露見
「あまりに収穫がないね。」
蝉は、強い日差しにうんざりしたように眉をしかめた。
薫は同じように眉をしかめながらも、きっともうすぐ何かしらの収穫はありますよ、と、小声で言った。
本当にその言葉を信じているのかは、もう自分でも分からなかった。
「あんたのねぇさんの手がかり、他にないもんかね。」
「……さぁ……。」
「思い出話しでもいいから。」
「思い出話し……。」
改めて問われると、薫はあの女との思い出話しなどなにもなかったような気がする。
ただ、ともに暮らしていた。口づけをし、肌を交わしてまでいたというのに、本気の恋情を告げた途端に孤児院へと投げ出された
それだけが全てだ。
「今日のところはもう引き上げるか。」
蝉がため息混じりに言う。
もはや、元戦災孤児に片っ端から話を聞くのも、マンネリ化したルーティーンになりつつあった。

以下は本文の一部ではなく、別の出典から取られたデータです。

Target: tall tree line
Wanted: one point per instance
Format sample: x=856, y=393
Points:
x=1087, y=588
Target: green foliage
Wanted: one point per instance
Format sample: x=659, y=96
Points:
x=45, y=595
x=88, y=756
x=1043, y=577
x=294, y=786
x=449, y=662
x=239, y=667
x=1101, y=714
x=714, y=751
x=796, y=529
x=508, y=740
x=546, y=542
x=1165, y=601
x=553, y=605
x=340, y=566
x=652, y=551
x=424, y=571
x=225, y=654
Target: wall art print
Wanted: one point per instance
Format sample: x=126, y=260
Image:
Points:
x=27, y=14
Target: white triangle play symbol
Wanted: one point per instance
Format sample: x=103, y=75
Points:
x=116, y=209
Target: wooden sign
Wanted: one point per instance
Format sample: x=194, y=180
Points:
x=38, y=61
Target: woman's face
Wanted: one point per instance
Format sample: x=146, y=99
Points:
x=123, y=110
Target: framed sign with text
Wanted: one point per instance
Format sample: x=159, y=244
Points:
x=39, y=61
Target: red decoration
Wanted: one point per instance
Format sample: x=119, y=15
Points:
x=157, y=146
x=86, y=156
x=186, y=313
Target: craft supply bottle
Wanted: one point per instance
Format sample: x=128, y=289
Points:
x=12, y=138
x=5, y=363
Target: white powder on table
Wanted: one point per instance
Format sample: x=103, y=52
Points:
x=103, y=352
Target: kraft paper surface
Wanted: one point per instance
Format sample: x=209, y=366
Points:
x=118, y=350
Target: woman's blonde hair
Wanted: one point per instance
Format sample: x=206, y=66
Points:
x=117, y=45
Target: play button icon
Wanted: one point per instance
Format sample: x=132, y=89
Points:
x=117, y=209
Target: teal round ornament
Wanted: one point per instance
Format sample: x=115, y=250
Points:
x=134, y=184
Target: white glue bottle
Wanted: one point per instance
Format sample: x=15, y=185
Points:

どの女も、その当時は生きるのに必死過ぎて、薫のことなどたとえ目にしていたとしても、覚えてはいないのだった。
「……そうですね。」
強い日差しはいつの間にか傾いて、杏色のとろりとした光を地上に投げかけていた。
今夜も瀬戸に抱かれる。
薫は短く息をつき、胸のあたりを軽く押さえた。
瀬戸に抱かれるのは今や一種の苦痛になっていた。瀬戸の本気が肌から伝わってくるようで。
その本気を感じ取るたびに思うのだ。あのひとも、寄せ合った肌から薫の本気を感じ取って、それを苦痛に思っていたのかもしれないと。
黙り込んだ薫の手を、蝉の手が黙って引いた。人気がない細道だとはいえ、珍しい行為だった。
驚いた薫が目を上げると、蝉は真面目な顔でまっすぐ薫を見下ろしていた。
「見つからないからって、瀬戸さんに乗り換えたりしないでよ。」
皮肉っぽい口調は、明らかに作り物だった。作り物で覆った内部は、いまにももろく崩れ落ちそうだった
だから薫は言葉に詰まり、ただ蝉の手を握った。
瀬戸も観音通りの戦災孤児だったこと。したがって協力を頼む気は一切ないこと
それを蝉に話す気はなかった。瀬戸のプライバシーの問題だ。
かつての孤児二人は、指と指とを絡め、しっかりと手を握り合う。
「瀬戸さんに乗り換えたり、しないでよ。」
ぽつん、と雨粒が溢れるみたいに口にした蝉は、長屋の前につくまで薫の手を離さなかった。